Aristide's Convenient Wife
Page 14
‘What a bitch.’
‘My sentiments exactly,’ Helen agreed. ‘But a perfect match for my lying bastard of a husband. He is obviously still seeing her. He told me he was going to New York, but according to that woman he saw her in Paris ten days ago.’
‘You don’t know that.’ Mary tried to comfort her. ‘You never heard Leon’s reply. He probably denied Louisa’s whole scenario. Why, only moments earlier Leon, who has never been given to overt displays of affection in his life, thanked you for marrying him and kissed you in front of everyone. That must mean something; you have to give him a chance.’
Helen rose to her feet, her face white and her usually expressive eyes curiously blank. ‘I don’t think so,’ she responded bluntly.
‘Oh, come on, Helen, you can’t believe for a minute Leon would prefer a hard-faced, stick-thin glamour puss like her to you. You are beautiful and caring and kind. Whereas that one is so up herself I wouldn’t mind betting her Brazilian wax is striped red to match her hair.’
‘That is terrible.’ But the picture Mary painted did make Helen’s lips quirk at the corners.
‘But you almost smiled.’ Mary stood up and rested her hand on Helen’s arm. ‘Come on, let’s get back in there. You are not going to let a bitch like Louisa upset you. And if there is anything I can do…’
‘Don’t worry, Mary.’ Helen glanced at her friend, and, seeing the compassion in her gaze, almost gave in to the pain of the grief that she knew was waiting for her.

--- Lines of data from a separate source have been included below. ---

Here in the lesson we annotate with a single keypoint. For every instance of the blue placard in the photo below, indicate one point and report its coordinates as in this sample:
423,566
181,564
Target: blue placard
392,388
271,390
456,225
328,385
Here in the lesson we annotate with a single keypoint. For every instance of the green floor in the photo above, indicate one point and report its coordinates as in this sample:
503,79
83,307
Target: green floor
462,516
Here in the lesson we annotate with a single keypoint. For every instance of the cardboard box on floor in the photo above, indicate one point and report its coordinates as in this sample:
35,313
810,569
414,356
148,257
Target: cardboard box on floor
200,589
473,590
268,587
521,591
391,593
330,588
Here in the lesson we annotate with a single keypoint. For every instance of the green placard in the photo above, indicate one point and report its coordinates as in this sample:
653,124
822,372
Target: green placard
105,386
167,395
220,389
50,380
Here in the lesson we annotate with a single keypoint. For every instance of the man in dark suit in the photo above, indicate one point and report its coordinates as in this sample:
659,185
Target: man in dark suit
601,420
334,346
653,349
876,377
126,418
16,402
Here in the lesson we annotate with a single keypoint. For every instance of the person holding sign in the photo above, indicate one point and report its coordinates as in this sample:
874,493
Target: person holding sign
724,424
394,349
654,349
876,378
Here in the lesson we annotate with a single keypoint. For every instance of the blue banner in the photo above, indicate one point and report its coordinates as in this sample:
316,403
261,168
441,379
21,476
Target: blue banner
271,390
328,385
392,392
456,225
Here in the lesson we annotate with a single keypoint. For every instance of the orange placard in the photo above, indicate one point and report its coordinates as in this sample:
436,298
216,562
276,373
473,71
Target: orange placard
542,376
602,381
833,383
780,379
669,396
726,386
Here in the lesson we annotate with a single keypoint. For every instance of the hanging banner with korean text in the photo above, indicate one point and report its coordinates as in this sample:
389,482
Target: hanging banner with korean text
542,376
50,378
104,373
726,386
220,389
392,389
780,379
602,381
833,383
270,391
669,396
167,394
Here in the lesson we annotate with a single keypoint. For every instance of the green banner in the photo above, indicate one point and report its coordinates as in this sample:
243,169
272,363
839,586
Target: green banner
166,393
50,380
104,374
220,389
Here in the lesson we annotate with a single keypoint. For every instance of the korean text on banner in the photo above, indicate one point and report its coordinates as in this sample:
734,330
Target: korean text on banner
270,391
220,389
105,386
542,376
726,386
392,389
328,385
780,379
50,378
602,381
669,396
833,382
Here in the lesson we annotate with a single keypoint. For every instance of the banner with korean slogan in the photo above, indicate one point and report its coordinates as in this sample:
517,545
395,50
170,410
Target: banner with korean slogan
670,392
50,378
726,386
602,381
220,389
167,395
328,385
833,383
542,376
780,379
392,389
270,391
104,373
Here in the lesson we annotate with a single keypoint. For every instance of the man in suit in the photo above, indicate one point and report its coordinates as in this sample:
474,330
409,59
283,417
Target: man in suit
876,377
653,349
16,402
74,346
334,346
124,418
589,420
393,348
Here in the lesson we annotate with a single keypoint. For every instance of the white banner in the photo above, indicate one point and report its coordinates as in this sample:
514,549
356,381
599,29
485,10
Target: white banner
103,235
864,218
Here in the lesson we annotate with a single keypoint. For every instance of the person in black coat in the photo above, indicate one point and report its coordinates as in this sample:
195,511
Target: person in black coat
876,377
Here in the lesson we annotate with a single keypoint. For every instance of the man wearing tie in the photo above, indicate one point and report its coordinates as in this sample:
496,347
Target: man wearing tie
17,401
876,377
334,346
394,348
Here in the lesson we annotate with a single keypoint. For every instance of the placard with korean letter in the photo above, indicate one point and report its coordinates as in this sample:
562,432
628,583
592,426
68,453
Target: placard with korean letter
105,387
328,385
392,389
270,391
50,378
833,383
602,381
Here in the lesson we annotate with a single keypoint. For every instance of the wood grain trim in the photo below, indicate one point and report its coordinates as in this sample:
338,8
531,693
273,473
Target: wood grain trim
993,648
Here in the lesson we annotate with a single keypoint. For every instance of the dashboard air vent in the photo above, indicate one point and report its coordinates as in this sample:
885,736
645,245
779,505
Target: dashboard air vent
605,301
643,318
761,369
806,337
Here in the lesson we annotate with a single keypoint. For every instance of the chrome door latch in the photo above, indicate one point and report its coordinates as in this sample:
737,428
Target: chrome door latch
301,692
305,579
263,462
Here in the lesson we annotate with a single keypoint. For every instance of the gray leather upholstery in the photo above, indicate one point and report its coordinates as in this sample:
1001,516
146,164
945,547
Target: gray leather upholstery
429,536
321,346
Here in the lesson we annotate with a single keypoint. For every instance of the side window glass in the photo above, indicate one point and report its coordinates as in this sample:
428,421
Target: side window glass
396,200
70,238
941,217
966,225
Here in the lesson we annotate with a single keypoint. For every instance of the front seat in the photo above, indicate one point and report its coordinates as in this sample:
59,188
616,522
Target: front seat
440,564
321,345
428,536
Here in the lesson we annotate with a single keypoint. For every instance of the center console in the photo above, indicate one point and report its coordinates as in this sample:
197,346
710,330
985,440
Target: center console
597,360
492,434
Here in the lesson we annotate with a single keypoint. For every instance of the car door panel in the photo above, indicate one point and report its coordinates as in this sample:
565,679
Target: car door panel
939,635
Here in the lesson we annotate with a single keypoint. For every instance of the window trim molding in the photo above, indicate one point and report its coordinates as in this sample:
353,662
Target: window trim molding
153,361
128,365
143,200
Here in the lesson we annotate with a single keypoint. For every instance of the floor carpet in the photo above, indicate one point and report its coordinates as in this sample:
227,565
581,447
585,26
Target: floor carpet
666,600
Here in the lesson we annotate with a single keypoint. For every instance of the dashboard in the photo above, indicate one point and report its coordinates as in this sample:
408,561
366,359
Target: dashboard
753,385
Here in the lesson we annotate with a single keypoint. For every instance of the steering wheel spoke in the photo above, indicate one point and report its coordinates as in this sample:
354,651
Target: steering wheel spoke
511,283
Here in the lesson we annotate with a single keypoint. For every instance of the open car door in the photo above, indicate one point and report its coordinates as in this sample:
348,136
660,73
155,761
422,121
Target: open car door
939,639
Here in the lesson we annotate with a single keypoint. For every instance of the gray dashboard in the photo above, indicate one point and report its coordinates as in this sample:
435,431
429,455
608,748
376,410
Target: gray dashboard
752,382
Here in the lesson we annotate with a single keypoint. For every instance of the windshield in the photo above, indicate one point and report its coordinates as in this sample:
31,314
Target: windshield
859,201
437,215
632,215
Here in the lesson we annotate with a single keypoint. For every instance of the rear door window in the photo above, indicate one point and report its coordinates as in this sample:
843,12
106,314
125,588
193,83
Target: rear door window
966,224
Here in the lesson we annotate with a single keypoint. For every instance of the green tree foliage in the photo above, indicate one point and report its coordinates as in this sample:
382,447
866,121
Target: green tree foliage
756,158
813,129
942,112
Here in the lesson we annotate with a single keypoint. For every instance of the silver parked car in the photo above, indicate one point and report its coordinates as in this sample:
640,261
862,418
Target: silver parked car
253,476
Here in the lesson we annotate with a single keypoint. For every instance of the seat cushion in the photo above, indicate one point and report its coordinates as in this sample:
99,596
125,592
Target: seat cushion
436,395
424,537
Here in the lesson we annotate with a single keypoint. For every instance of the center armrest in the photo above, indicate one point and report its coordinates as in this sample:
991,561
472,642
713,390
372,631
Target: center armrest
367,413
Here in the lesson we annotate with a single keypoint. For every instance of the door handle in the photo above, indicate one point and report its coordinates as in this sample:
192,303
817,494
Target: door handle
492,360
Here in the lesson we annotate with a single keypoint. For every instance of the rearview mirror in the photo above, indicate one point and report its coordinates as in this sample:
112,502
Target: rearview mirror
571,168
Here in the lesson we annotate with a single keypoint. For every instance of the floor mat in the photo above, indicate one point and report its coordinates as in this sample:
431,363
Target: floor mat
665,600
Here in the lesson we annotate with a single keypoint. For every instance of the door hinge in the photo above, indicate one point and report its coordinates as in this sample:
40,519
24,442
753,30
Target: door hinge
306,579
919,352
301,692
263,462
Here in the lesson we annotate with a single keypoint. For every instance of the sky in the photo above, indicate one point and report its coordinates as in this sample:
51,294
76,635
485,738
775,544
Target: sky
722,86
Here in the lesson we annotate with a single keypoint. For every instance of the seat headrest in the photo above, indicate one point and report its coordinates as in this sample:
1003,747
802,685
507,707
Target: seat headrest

But she had too much experience of life’s hard knocks to succumb. The loss of her parents, the loss of her eyesight for over a year, the loss of her ability to bear children, the loss of her grandfather and the loss of her best friend had taught her all the tears in the world did not help. ‘I will be fine and I won’t cause a scene. You’re right, it is time we rejoined the party.’
‘You’re sure?’
‘Positive,’ Helen said, and opened the door. She felt curiously detached as she walked back into the ballroom. The sound of the crowd, the laughter, the music, could not penetrate the coldness that had settled around her like an invisible cloak. Nothing had really changed she told herself. She still had Nicholas. She had always known Leon was a womanising devil; his own sister had intimated as much. As for loving the man—not any more.
Leon was right: love was an illusion, an illusion she had suffered from for a brief period of time, and could now forget. She had cried at the loss of her family and her friend. All worthy people who had cared for her, but her husband wasn’t worth a single tear.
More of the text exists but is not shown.